Ya se ha hecho silencio. La destrucción de la vida armenia en Nagorno-Karabaj, cuya historia milenaria ha terminado este año, ya no es noticia para ninguna cadena de televisión ni de radio. En general, los corresponsales de los grandes medios internacionales se han olvidado de ella. No quedan enviados especiales -los pocos que hubo- dando cuenta de lo que allí sucede. Las fotografías de las calles vacías de Stepanakert circulan en las redes sociales gracias al esfuerzo de periodistas independientes y de agencias de noticias pequeñas y especializadas. En los circuitos globales de circulación de la información, los armenios de Artsaj antes interesaban poco y ahora ya no interesan nada de nada.
Tampoco puede decirse que los organismos internacionales hayan hecho gran cosa. Las Naciones Unidas enviaron una pequeña misión cuando la limpieza étnica del territorio estaba prácticamente consumada. Así, lejos de imponer límites a Azerbaiyán, legitimaron su actuación dando la impresión de que había cierto control internacional. Durante los más de diez meses que los armenios sufrieron de hambre, frío, falta de medicinas y de combustible, cortes eléctricos y de conexión a internet, la mayor parte de los organismos internacionales callaron o elevaron protestas carentes de acción alguna. El «deeply concerned» ya se ha vuelto una fórmula irónica para describir la jerigonza de la Unión Europea cuando no piensa hacer nada más que preocuparse.
De los 120 000 armenios que vivían en Artsaj, apenas quedan 40. No hay errata alguna en la cifra: quedan cuarenta. En menos de un mes, se ha perpetrado el desplazamiento forzoso de más de cien mil personas ante los ojos de Occidente, cuyos gobiernos suelen enarbolar la bandera de los derechos humanos. Ahora esos gobiernos tienen sobre sí el peso de su inacción, de su silencio y de su cobardía. Esa carga los acompañará mucho tiempo. Les será muy difícil a los gobiernos europeos alzar la voz por otros pueblos cuando contemplaron con los brazos caídos el asedio y la expulsión de los armenios de Karabaj. La «diplomacia del caviar» y los intereses energéticos se han impuesto. Ahora todas las demás minorías saben a qué atenerse y lo que les cabe esperar de los organismos de derechos humanos.
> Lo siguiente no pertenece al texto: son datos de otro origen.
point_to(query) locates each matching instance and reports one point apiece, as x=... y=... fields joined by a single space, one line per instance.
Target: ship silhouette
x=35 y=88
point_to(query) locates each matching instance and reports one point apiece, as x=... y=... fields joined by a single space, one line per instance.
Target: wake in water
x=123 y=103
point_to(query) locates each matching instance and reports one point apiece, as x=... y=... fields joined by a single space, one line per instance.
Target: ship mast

Azerbaiyán invirtió mucho dinero en material bélico y en relaciones públicas. Desde Israel a los Estados Unidos y desde Bruselas a Moscú, los hombres de Aliyev se ocuparon de que todos tuviesen algo que ganar junto a Azerbaiyán y nada que perder con el fin de los armenios. No reconoceré a esos hombres habilidad alguna: con dinero, energía y poder cualquiera podría hacerlo. A Azerbaiyán le ha resultado fácil golpear a un pueblo famélico, mal armado y privado casi por completo de apoyos internacionales. No hay mérito alguno en pegar a una persona atada. Sin aquel armamento, sin aquellos apoyos en la comunidad internacional, Bakú hubiera fracasado. No ha habido nada heroico ni memorable en la limpieza étnica de Artsaj salvo la propia resistencia de los armenios del territorio.
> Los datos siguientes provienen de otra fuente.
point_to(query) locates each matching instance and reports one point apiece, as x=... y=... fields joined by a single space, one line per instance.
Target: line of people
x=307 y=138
Ahora se ha hecho silencio. Hay más de 100.000 armenios de Karabaj en la República de Armenia que lo han perdido todo. Azerbaiyán no pierde oportunidad de amenazar con ampliar las hostilidades contra Armenia. Bakú ambiciona unir la República Autónoma de Najichevan con el resto de Azerbaiyán a costa del territorio armenio. La República Islámica de Irán ya ha advertido que no lo consentirá. A todo el mundo -entiéndase, a todos los gobiernos importantes del mundo- les preocupa lo que haga Teherán, pero a nadie parece interesarle lo que trame Bakú ni, naturalmente, lo que les termine pasando a los armenios.
Sería injusto pretender que los armenios fueron como ovejas al matadero. Donde pudieron luchar, lucharon. Llevan así más de un siglo. No me corresponde a mí decir qué deberían haber hecho ni cómo deben actuar ahora, pero sí puedo contar su historia, uno de cuyos capítulos más terribles se ha desarrollado en los últimos dos años sin que las democracias del mundo impidiesen lo que Aliyev ha terminado perpetrando.